Researchers are sure they hold a lot of clues

Mar 2, 2010 07:36 GMT  ·  By
Fossilized stromatolite in Glacier National Park. The cross-sectioning of the layers can be seen because of erosion
   Fossilized stromatolite in Glacier National Park. The cross-sectioning of the layers can be seen because of erosion

Stromatolites are stony structures that were produced billions of years ago by microbes. In fact, they are so old that most of them were produced about 1.1 billion years ago. Researchers don't yet know how these cabbage leaf-layered stromatolites were formed, but they are aware that microbial colonies most likely played a very important part in this. As such, they are currently focusing their attention on areas of the world where similar structures are now being produced. And one such place is the Yellowstone National Park, LiveScience reports.

One of the things that scientists do know for sure about these multiple rock layers is that they most likely formed in shallow, inter-tidal and sub-tidal environments. They may have been produced as mats of microbes, living generation after generation, lived on top of each other, producing the layer-like appearance. Some stromatolites are 3.5 billion years old, and experts are very curious to learn how the microbes that produced them may have looked like. They are therefore currently turning their attention to the next best thing, microbes inside hot springs at Yellowstone. The microorganisms also produce stromatolites, and scientists hope that comparative studies will give them a clue of the ancient world.

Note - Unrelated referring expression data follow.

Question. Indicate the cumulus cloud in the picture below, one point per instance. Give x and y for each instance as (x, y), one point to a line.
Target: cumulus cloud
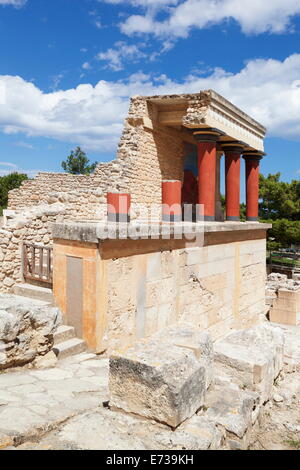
(143, 3)
(91, 116)
(258, 16)
(115, 56)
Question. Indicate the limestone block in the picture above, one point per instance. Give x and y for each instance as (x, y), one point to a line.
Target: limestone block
(230, 407)
(160, 380)
(197, 433)
(185, 335)
(253, 357)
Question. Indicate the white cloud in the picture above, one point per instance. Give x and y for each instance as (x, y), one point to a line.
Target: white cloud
(15, 3)
(258, 16)
(91, 116)
(25, 145)
(86, 66)
(143, 3)
(121, 52)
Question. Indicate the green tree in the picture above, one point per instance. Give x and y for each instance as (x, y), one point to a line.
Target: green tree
(280, 205)
(7, 183)
(77, 163)
(279, 200)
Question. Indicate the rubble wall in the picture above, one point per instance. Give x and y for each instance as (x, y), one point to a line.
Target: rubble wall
(147, 153)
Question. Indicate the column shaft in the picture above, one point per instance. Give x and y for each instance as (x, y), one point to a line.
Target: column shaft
(207, 178)
(233, 176)
(171, 201)
(252, 186)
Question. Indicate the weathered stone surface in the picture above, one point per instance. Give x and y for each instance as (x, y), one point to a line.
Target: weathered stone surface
(159, 381)
(185, 335)
(46, 361)
(232, 408)
(253, 357)
(197, 433)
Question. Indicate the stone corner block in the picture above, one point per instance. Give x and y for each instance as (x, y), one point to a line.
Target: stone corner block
(185, 335)
(157, 380)
(252, 357)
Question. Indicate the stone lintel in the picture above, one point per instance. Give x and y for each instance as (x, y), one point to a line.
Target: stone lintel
(209, 109)
(95, 232)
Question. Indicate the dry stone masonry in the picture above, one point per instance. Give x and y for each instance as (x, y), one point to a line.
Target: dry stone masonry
(283, 299)
(26, 331)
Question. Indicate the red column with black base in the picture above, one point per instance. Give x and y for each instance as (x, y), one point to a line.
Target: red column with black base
(233, 181)
(252, 185)
(207, 160)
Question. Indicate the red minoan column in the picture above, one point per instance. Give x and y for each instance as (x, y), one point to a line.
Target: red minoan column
(233, 180)
(207, 155)
(252, 185)
(171, 201)
(118, 207)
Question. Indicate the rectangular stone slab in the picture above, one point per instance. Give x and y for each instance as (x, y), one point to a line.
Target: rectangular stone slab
(157, 380)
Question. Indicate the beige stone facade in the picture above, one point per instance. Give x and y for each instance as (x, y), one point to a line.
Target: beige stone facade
(131, 289)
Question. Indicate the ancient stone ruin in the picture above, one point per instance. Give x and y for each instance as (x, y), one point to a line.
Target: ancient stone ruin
(150, 271)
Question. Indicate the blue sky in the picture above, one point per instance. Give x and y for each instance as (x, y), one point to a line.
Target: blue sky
(68, 67)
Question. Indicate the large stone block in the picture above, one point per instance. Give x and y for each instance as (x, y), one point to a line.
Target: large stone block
(252, 357)
(163, 378)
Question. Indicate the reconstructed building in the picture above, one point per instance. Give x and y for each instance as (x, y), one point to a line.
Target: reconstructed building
(116, 289)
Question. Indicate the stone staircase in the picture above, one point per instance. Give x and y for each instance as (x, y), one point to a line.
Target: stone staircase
(66, 344)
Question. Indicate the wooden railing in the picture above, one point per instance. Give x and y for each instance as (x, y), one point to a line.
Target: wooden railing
(37, 263)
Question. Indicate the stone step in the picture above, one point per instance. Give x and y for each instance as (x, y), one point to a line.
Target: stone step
(34, 292)
(69, 347)
(63, 333)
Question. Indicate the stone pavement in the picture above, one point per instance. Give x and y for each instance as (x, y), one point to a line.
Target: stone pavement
(33, 401)
(66, 408)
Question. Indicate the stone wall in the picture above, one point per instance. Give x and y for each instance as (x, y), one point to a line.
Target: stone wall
(283, 299)
(34, 225)
(26, 332)
(147, 153)
(132, 289)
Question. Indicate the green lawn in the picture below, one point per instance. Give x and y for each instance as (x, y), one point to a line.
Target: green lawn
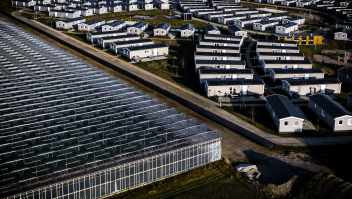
(215, 180)
(159, 18)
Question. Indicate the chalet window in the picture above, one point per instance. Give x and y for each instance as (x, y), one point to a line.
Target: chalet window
(340, 122)
(296, 123)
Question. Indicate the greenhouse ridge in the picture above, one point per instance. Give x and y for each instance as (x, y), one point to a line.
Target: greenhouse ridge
(70, 130)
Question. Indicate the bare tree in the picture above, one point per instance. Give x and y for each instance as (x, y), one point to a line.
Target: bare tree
(252, 112)
(183, 61)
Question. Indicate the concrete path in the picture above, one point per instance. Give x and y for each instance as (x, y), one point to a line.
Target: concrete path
(250, 65)
(187, 98)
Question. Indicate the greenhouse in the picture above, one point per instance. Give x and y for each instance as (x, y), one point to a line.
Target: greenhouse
(68, 130)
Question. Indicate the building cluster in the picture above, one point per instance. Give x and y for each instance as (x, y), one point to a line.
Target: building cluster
(69, 130)
(219, 66)
(75, 8)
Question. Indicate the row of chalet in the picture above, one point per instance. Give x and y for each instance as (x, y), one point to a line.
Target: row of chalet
(74, 9)
(282, 61)
(219, 67)
(287, 118)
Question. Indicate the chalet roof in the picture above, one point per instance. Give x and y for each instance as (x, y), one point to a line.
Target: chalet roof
(282, 106)
(330, 106)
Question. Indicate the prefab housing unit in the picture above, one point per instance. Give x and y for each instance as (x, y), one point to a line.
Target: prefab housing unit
(146, 51)
(272, 42)
(279, 56)
(187, 30)
(69, 23)
(216, 56)
(286, 28)
(243, 87)
(285, 64)
(91, 25)
(284, 114)
(230, 19)
(92, 37)
(247, 22)
(116, 47)
(220, 64)
(212, 29)
(237, 31)
(312, 86)
(133, 154)
(212, 74)
(345, 75)
(287, 74)
(162, 29)
(105, 41)
(277, 49)
(331, 112)
(265, 25)
(217, 49)
(213, 42)
(137, 28)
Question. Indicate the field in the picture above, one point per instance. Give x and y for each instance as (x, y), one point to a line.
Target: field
(215, 180)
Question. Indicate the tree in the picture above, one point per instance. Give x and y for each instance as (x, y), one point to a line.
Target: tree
(318, 122)
(252, 112)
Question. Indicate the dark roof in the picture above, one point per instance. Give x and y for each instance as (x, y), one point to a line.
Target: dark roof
(330, 106)
(219, 47)
(295, 18)
(220, 41)
(187, 27)
(163, 26)
(268, 22)
(287, 61)
(282, 54)
(282, 106)
(147, 47)
(139, 24)
(289, 24)
(297, 71)
(226, 71)
(345, 70)
(223, 36)
(228, 62)
(236, 82)
(94, 21)
(278, 47)
(211, 28)
(136, 41)
(250, 19)
(119, 37)
(298, 82)
(74, 19)
(277, 41)
(218, 54)
(235, 28)
(107, 33)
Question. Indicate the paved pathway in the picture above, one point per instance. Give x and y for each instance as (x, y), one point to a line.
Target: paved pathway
(250, 65)
(192, 100)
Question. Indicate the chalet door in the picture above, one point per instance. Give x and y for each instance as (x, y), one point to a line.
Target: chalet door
(322, 88)
(155, 52)
(244, 90)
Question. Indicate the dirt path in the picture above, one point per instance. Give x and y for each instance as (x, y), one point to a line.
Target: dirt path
(332, 60)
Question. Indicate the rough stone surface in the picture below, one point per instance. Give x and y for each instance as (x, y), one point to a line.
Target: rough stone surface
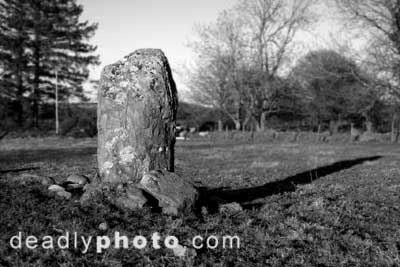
(64, 194)
(78, 179)
(171, 191)
(137, 104)
(230, 208)
(32, 178)
(56, 188)
(130, 198)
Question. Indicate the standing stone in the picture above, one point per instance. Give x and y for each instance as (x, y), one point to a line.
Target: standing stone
(137, 105)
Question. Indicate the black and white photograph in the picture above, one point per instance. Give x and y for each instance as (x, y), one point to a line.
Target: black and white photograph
(210, 133)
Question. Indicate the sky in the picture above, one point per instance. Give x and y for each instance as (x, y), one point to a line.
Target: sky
(127, 25)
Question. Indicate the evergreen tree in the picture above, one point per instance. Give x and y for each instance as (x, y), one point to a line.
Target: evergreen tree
(40, 38)
(13, 55)
(58, 44)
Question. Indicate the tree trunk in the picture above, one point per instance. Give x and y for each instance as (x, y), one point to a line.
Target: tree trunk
(36, 76)
(237, 125)
(262, 120)
(395, 129)
(220, 126)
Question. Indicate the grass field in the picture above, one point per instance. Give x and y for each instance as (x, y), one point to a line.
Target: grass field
(303, 205)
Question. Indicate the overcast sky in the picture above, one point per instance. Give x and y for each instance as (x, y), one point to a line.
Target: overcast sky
(127, 25)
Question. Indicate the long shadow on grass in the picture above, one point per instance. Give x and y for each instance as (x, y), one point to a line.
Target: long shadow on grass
(211, 198)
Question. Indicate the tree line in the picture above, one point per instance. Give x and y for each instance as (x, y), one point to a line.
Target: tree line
(245, 65)
(42, 42)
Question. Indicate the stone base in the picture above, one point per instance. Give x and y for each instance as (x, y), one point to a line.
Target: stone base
(157, 189)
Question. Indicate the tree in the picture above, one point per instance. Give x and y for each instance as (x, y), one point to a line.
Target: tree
(336, 88)
(13, 55)
(215, 79)
(50, 39)
(380, 19)
(59, 45)
(271, 26)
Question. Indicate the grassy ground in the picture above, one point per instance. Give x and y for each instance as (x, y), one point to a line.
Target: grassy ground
(350, 217)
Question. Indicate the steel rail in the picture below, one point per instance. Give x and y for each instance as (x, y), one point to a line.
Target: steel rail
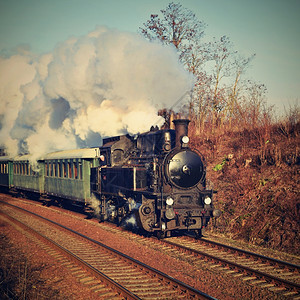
(240, 267)
(122, 291)
(192, 292)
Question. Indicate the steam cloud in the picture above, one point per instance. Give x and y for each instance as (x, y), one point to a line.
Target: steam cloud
(103, 84)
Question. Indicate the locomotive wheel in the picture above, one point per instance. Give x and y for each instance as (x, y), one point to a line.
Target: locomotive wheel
(198, 233)
(160, 235)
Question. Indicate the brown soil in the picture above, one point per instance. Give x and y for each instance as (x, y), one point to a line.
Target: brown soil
(214, 283)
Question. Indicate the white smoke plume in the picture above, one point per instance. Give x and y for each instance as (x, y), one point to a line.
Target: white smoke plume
(103, 84)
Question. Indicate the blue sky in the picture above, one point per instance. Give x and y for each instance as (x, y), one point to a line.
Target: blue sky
(269, 28)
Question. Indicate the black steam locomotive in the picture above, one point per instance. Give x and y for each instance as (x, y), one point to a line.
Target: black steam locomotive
(155, 178)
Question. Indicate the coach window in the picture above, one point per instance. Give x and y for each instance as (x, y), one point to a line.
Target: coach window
(75, 169)
(61, 169)
(69, 170)
(80, 170)
(64, 169)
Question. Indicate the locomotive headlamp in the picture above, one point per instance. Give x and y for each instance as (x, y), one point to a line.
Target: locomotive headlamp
(207, 200)
(185, 139)
(170, 201)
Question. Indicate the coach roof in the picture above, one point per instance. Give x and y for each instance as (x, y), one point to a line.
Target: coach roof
(78, 153)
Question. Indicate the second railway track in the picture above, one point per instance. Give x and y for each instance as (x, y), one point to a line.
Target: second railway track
(128, 278)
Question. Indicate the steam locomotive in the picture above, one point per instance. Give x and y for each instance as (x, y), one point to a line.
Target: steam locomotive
(157, 178)
(154, 179)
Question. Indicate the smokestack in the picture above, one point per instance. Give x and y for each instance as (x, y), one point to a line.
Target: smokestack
(181, 129)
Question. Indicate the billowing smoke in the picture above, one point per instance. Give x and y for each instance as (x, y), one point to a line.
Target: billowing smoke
(102, 84)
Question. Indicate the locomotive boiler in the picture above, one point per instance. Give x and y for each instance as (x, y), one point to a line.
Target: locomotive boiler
(155, 179)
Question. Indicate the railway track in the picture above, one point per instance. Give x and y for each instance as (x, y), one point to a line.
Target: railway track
(266, 272)
(275, 275)
(105, 270)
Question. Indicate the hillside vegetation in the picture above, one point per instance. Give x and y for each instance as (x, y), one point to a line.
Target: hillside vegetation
(256, 174)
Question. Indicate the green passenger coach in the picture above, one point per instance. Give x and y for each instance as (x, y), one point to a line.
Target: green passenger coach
(67, 173)
(26, 177)
(6, 172)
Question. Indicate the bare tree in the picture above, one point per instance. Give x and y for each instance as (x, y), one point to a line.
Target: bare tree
(178, 26)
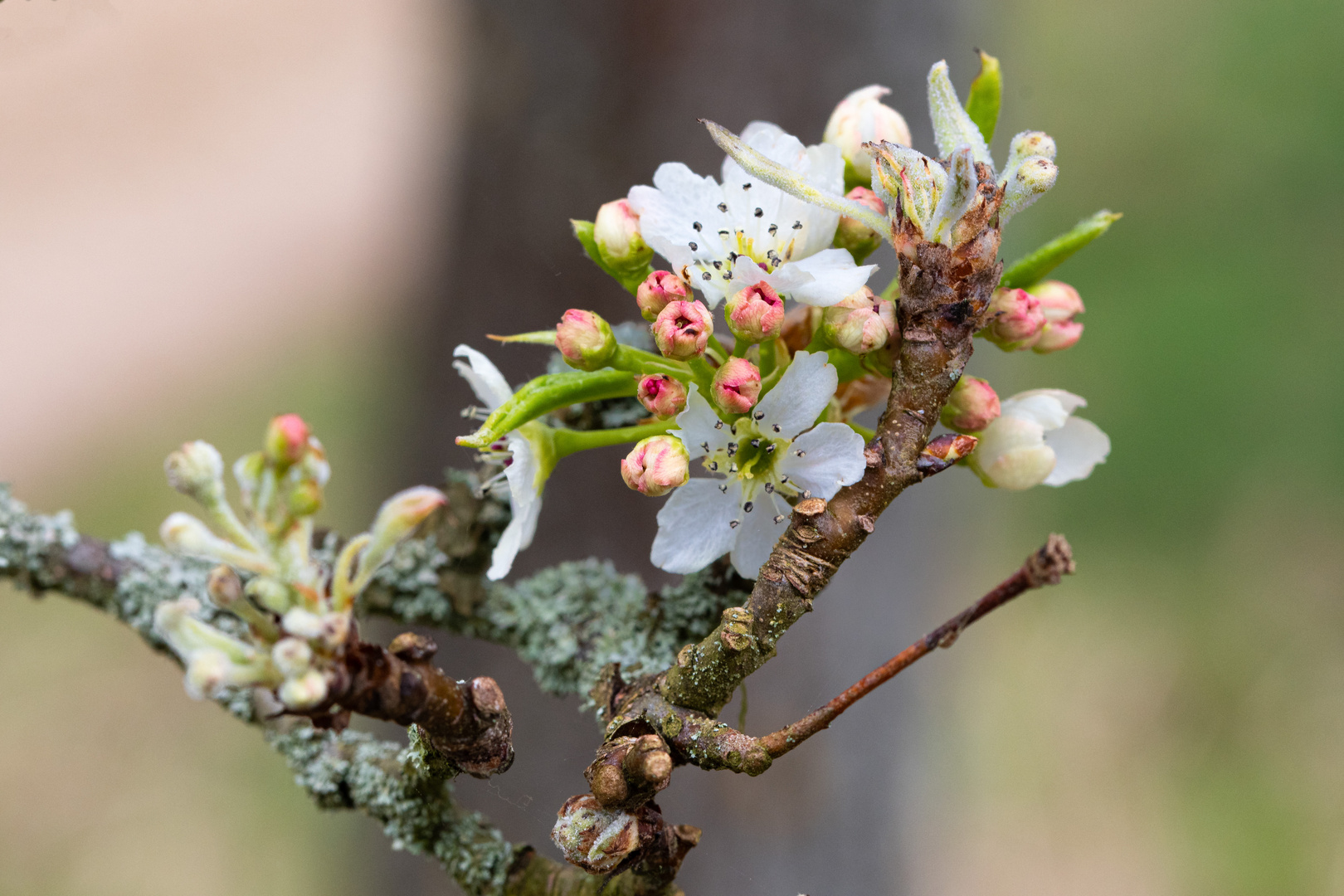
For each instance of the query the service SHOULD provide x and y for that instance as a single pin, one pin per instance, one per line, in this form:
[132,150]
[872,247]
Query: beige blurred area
[210,212]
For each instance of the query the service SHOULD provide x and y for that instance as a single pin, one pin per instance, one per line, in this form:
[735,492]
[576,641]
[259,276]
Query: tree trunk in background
[570,105]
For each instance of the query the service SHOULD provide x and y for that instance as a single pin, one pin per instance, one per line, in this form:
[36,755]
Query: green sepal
[986,95]
[631,278]
[543,395]
[1032,268]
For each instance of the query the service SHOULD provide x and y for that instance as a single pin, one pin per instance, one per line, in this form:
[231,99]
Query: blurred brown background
[216,212]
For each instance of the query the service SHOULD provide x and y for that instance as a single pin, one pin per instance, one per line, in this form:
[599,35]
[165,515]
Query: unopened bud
[617,236]
[682,329]
[286,440]
[1015,320]
[862,117]
[971,406]
[656,465]
[661,395]
[756,314]
[305,692]
[197,470]
[852,234]
[737,386]
[859,323]
[657,289]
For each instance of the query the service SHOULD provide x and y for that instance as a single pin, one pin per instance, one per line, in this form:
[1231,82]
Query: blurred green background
[1168,722]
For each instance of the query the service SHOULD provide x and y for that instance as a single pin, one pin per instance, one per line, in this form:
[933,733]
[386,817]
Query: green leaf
[1030,269]
[543,395]
[986,95]
[629,280]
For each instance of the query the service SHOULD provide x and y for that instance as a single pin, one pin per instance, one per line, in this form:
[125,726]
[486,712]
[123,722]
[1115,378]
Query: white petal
[483,377]
[799,398]
[694,525]
[1079,445]
[700,426]
[834,277]
[760,533]
[832,457]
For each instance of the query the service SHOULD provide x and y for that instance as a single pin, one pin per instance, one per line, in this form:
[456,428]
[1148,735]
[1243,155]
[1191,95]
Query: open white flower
[723,238]
[526,469]
[767,458]
[1036,441]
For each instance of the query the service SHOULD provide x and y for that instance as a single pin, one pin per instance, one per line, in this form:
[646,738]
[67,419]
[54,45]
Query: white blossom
[1036,441]
[765,458]
[726,236]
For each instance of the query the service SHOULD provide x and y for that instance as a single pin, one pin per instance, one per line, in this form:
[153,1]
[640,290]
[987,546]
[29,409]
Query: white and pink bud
[860,323]
[585,340]
[661,395]
[756,314]
[1059,303]
[656,465]
[1015,320]
[617,236]
[972,405]
[657,289]
[852,234]
[682,329]
[737,386]
[862,117]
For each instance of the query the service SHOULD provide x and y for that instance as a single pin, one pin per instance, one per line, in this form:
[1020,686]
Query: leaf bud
[862,117]
[656,465]
[737,386]
[754,314]
[682,329]
[617,236]
[585,340]
[859,323]
[971,406]
[657,289]
[661,395]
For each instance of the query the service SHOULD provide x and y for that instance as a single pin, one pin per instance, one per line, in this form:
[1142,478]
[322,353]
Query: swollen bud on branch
[585,340]
[656,465]
[657,289]
[737,386]
[682,329]
[756,314]
[661,395]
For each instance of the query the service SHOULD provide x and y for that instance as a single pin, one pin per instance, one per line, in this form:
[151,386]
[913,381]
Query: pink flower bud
[585,340]
[661,395]
[656,465]
[657,289]
[737,386]
[286,440]
[971,406]
[682,329]
[859,323]
[854,234]
[617,236]
[756,314]
[1015,320]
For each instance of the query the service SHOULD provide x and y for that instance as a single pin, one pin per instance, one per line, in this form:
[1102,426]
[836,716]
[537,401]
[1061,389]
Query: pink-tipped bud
[617,236]
[661,395]
[737,386]
[1015,320]
[682,329]
[859,323]
[852,234]
[585,340]
[756,314]
[286,440]
[657,289]
[971,406]
[656,465]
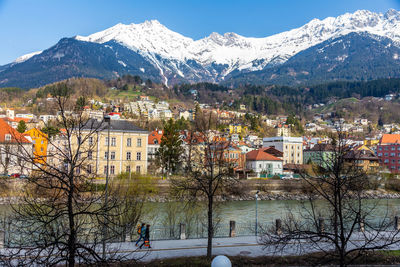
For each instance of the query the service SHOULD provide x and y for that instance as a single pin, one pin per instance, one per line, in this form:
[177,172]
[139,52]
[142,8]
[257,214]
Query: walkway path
[245,246]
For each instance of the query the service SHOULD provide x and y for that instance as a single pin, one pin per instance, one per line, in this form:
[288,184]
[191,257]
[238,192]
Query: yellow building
[371,142]
[363,158]
[127,148]
[39,140]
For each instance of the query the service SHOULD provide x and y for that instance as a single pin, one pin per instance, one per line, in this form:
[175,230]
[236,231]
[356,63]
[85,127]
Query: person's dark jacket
[147,233]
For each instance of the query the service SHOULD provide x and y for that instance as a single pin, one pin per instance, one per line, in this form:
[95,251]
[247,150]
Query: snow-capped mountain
[26,57]
[170,51]
[153,51]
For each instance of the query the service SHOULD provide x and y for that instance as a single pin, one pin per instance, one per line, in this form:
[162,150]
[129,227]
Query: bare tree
[62,216]
[209,171]
[335,220]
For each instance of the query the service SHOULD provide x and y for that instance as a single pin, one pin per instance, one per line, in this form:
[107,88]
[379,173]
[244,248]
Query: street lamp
[256,210]
[108,120]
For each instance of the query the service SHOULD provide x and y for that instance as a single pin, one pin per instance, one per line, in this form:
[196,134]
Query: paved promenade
[245,246]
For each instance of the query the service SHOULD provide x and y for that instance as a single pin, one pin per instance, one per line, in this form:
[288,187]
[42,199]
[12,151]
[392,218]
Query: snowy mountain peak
[175,55]
[26,57]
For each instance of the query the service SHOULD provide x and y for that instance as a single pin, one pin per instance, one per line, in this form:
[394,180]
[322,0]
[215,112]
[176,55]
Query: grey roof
[115,126]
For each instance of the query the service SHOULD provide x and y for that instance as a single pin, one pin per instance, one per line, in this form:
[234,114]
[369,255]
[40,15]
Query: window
[105,170]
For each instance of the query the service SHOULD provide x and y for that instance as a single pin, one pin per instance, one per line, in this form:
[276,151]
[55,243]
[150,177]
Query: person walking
[146,241]
[140,231]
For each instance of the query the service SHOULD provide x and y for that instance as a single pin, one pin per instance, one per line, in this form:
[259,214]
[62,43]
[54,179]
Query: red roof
[260,154]
[390,139]
[17,119]
[16,137]
[155,135]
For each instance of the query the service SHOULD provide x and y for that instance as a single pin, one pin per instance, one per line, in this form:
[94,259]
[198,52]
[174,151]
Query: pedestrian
[146,241]
[140,230]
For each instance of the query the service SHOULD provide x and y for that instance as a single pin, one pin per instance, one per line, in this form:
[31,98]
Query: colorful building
[262,162]
[389,152]
[127,147]
[39,140]
[14,147]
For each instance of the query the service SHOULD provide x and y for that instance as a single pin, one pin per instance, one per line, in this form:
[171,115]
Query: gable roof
[273,151]
[390,139]
[115,126]
[260,154]
[16,137]
[155,135]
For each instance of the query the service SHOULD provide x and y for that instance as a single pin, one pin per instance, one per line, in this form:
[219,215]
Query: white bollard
[221,261]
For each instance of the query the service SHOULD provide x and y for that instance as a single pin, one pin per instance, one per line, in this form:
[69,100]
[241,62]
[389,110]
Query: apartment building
[292,148]
[12,145]
[127,147]
[388,151]
[39,140]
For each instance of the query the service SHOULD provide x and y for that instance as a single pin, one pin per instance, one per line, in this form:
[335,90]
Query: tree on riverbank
[342,226]
[209,169]
[63,217]
[168,156]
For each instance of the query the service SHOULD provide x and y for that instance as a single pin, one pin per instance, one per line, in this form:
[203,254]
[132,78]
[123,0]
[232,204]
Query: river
[163,215]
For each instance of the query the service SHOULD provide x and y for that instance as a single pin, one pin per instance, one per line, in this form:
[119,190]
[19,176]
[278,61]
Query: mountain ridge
[216,58]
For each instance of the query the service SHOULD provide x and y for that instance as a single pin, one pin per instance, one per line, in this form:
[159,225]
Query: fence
[10,238]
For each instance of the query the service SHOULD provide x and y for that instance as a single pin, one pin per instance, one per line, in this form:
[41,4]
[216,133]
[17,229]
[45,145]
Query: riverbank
[273,195]
[281,195]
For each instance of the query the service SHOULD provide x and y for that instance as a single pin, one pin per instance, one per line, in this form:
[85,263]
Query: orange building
[39,140]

The new study is being conducted with funding secured through the NASA Exobiology and Evolutionary Biology program. It is being performed by scientists at the Montana State University, who are led by expert David Ward. “We are studying the present as a key to the past,” the team leader says. He also explains that the fossil record of stromatolites is very small, on account of the fact that many animals capable of eating the microbial mats appeared some 530 million years ago, after the Cambrian explosion. Ward explains that minerals accumulate in between the microbial layers over them, and that at some point they crystallize to form rocks.

As this happens, a number of chemicals from the colonies are also trapped in the minerals. At this point, chemists can isolate and analyze these molecules, and tell the story of their origins. As a direct adaptation to the fact that animals could eat them, microbial mats now moved into areas where their predators can't reach them. “They've gone to extreme environments where the animals that eat them can't live,” Ward adds. The Shark Bay saline lagoon, on the western coast of Australia, and the hot springs at Yellowstone are good examples of such environments.

“Ideally, geologic and biological research will inform each other. Studies of ancient stromatolites produce a set of observations in need of explanation by lab and field research of modern systems.  Biologists, in turn, can help geologists to view ancient rocks with new eyes,” says Harvard University expert Andy Knoll, who is not involved in the new research effort.